Covering college sports in the offseason tends to turn into an exercise in creative frustration. When there’s nothing going on in the real world – on the field or court, where real people engage in real interscholastic competition – we like to talk about conceptual or speculative things, things grounded in analytical thought or reaction. We’re opening up our window of our collective offseason stream of consciousness with a new little feature called “offseason musings.” Original, right? You probably don’t need further explanation, but the crux of the idea is for yours truly to relay a random Northwestern-related thought, question or conversation tidbit in extended form.

Any particularly compelling NU-sports related subject is fair game here, and want to hear from you, too: if you have anything you’d like addressed, feel free to tip us on Twitter (@Insidenu) or head on over to the contact page and shoot us (or your writer of choice) an email. This is a purely fun and spontaneous endeavor, and the topics could get wacky from time to time, but hey, what else is year-round Northwestern sports coverage if not diffusely entertaining? Consider this an official invitation into our offseason thought box.


Almost everyone agrees the Big Ten was the best basketball conference in the country last season, littered with some of the nation’s very best players throughout its variously qualified teams. The Big Ten was just as good on a macro team-level – eight of its 12 teams finished in the top 40 of Ken Pomeroy’s efficiency ratings, seven of which received NCAA Tournament bids – as it was individually. Trey Burke won every national player of the year award of note, DeShaun Thomas offered the rare blend of high-usage, high-efficiency scoring, Cody Zeller was a national player of the year candidate veiled by the immense star-turn of teammate Victor Oladipo, and on, and on and, you get the point.

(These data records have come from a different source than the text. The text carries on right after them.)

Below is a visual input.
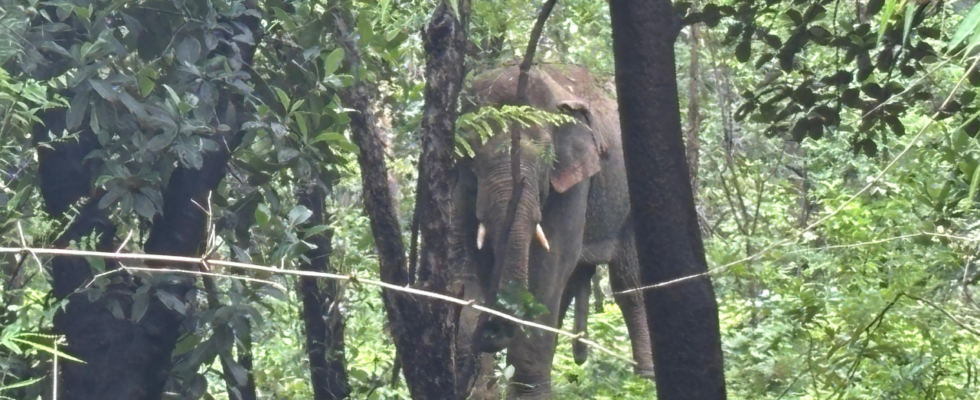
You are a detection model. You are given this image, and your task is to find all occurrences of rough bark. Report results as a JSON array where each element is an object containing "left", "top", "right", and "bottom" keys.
[
  {"left": 686, "top": 24, "right": 701, "bottom": 195},
  {"left": 609, "top": 0, "right": 726, "bottom": 400},
  {"left": 201, "top": 276, "right": 257, "bottom": 400},
  {"left": 338, "top": 0, "right": 469, "bottom": 399},
  {"left": 299, "top": 187, "right": 350, "bottom": 400},
  {"left": 25, "top": 4, "right": 258, "bottom": 400}
]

The ugly counterpoint, a byproduct of college hoops’ diffuse one-and-done era, is that many of the stars that lit up the Big Ten last season will move on to the next level this offseason and leave behind a less glamorous crop of potential stars. Mitch McGary and Glenn Robinson III will be back, and Michigan State returns looking like a bona fide national title contender with major breakout candidate Gary Harris running the point, but the starpower, on balance, is of the merely blasé variety – it has nothing on last season’s group. I’m saying this in May, so my assessment is subject to offseason fluctuation, but even the most optimistic valuation of returning singular talent can’t deny, the group of individual players returning doesn’t hold a candle to 2012-13’s NBA-inclined batch. They just don’t measure up.

This dynamic presents an inviting opportunity for Northwestern’s Drew Crawford. There is a chance (re: this is not a prediction) that the Wildcats’ fifth-year senior could lead the conference in scoring. Astonished? Taken aback? You shouldn’t be. Have a look at the list of last season’s leading scorers and you’ll notice something rather quickly. The top four points-per-game-getters (in order: Thomas, Burke, Brandon Paul and Zeller) have moved on, which leaves – wait for it – Penn State’s D.J. Newbill and Jermaine Marshall as the leading returning scorers in the Big Ten.

Pound home the control + T command on your personal computing device, and do the Google search yourself if you’re not convinced. Facts are facts, and Newbill and Marshall are indeed the best returning scoring talent – according to the crude, and not efficiency-based (and thus not at all equating to actual scoring efficacy) points-per-game metric – left in the Midwest’s hallowed hoops conference. After the Nittany Lions’ duo, it’s Iowa’s Roy Devyn Marble and Minnesota’s Andre Hollins, both of whom will be back next season, but neither of whom are consistent or individually skilled enough to kill this discussion in its tracks.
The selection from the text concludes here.